Ajuda Externa Governo quer decidir austeridade de 2013 e 2014 no próximo mês

Governo quer decidir austeridade de 2013 e 2014 no próximo mês

Troika em Lisboa a partir de segunda-feira para avaliar a capacidade do País em cumprir os objectivos do programa
Governo quer decidir austeridade de 2013 e 2014 no próximo mês
Bruno Simão
Rui Peres Jorge 13 de abril de 2013 às 17:38

O Governo pretende detalhar e acertar com a troika e com parceiros europeus o essencial das medidas de ajustamento orçamental para 2013 e 2014 nas próximas semanas. Esta é uma das condições para Portugal passar o exame da sétima avaliação do programa de ajustamento nacional, e assim ter acesso à tranche de financiamento e à extensão de maturidades dos empréstimos europeus decidida sexta-feira em Dublin. Tudo terá de ficar pronto a tempo das reuniões do Eurogrupo e Ecofin de 13 e 14 de Maio.   

 

A definição do essencial da estratégia orçamental deverá ser inscrita no documento de estratégia orçamental de médio prazo que deverá ser tornado público ainda este mês. O Negócios sabe que a vinda da troika a Lisboa serve exactamente para avaliar a capacidade do País cumprir o programa de ajustamento. As equipas dos credores começam a trabalhar na segunda-feira e não se sabe até quando permanecerão em Portugal.  

 

A prioridade e o trabalho dos próximos dias será identificar e legislar sobre as medidas que terão de compensar, ainda este ano, o impacto orçamental da decisão do Tribunal Constitucional que forçará o Estado a pagar subsídios de férias a pensionistas e funcionários públicos, e a redesenhar a taxa que pretende aplicar aos beneficiários de subsídios de doença e desemprego.
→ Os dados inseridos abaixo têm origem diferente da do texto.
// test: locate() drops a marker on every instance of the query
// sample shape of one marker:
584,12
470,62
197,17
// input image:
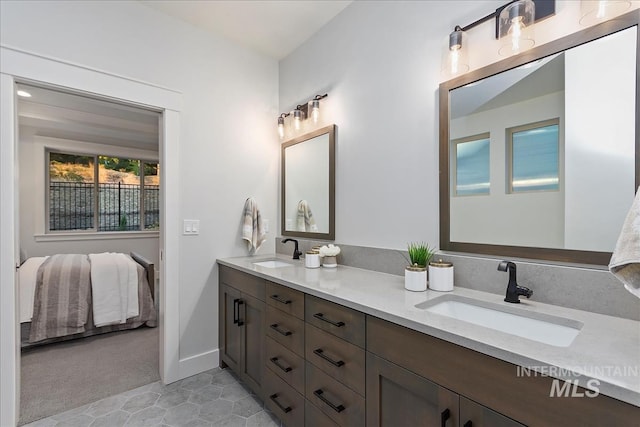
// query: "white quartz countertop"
605,352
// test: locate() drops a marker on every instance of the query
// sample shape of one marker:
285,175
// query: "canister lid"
440,263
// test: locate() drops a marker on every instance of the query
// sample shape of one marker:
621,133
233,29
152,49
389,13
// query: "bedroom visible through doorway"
89,183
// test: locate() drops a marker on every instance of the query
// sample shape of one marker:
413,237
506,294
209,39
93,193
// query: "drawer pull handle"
274,360
320,395
235,311
320,353
273,397
444,416
280,300
320,316
280,331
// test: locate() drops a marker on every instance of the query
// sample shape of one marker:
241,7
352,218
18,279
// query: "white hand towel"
252,228
625,260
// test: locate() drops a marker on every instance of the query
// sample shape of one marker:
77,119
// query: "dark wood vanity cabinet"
241,329
318,363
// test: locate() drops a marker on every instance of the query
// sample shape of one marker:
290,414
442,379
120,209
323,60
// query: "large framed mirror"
540,152
308,185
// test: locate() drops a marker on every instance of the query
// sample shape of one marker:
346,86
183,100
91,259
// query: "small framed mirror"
308,185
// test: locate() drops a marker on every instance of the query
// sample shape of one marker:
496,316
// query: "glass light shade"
455,58
515,27
314,107
594,11
281,127
297,119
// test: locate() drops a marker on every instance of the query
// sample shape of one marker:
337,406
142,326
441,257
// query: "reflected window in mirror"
559,190
534,151
308,185
470,163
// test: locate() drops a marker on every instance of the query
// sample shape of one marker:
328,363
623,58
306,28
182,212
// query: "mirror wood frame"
614,25
331,235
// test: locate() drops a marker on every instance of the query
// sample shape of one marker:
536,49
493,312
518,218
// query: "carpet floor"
58,377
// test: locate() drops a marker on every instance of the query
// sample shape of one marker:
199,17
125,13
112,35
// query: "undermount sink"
273,263
544,328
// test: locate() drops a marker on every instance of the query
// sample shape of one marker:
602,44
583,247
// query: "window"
533,153
102,193
471,165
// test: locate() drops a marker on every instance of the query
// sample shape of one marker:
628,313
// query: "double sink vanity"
351,347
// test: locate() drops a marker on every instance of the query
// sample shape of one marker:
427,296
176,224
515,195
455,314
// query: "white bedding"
112,304
114,287
28,273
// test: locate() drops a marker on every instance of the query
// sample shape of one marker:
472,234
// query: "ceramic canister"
441,276
312,259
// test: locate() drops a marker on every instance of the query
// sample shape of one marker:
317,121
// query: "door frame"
17,65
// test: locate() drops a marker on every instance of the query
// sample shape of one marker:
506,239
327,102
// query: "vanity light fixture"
595,11
301,113
515,27
513,23
281,124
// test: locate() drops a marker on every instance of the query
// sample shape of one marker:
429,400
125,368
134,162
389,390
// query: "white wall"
602,160
228,144
380,63
540,215
32,167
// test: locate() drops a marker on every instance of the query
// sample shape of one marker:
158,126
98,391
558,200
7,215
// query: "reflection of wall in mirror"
600,135
597,175
307,178
540,215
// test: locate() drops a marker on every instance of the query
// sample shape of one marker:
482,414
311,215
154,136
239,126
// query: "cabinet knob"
444,417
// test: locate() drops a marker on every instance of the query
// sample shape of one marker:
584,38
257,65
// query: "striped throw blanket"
62,297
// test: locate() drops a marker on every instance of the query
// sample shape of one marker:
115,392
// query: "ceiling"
274,28
65,115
Em causa estará a necessidade de encontrar cerca de 1,2 mil milhões de euros em poupanças.

 

O primeiro-ministro escreveu à troika na quinta-feira garantindo ao FMI, à Comissão Europeia e ao BCE que conseguirá encontrar medidas substitutivas necessárias. Cerca de 600 milhões de euros deverão chegar de poupanças adicionais dos serviços. O restante, disse Pedro Passos Coelho na missiva noticiada este Sábado pela agência Lusa, poderá resultar de um exercício de aproximação das regras laborais e de pensões da função pública às práticas do sector privado já este ano. Isto, além da criação de uma tabela salarial única no Estado, a qual poderá resultar numa revisão salarial no Estado há muito prometida pelo Executivo.

 

Nas próximas semanas o Executivo irá também identificar as poupanças adicionais para 2014, num montante que deverá ultrapassar os 2 mil milhões de euros, enquadrado no plano de alteração das funções sociais do Estado. Este processo também terá de merecer o aval da troika e dos ministros do Eugrupo e do Ecofin nas reuniões de meados de Maio. O governo pretende fechar este trabalho até ao final do primeiro semestre.

 

O Governo tem de fechar este ano com um défice de 5,5% do PIB e o próximo com 4% do PIB. Para isso, além da austeridade de 2013, precisará de medidas de corte permanente na despesa pública entre 2 a 2,5 mil milhões de euros em 2014.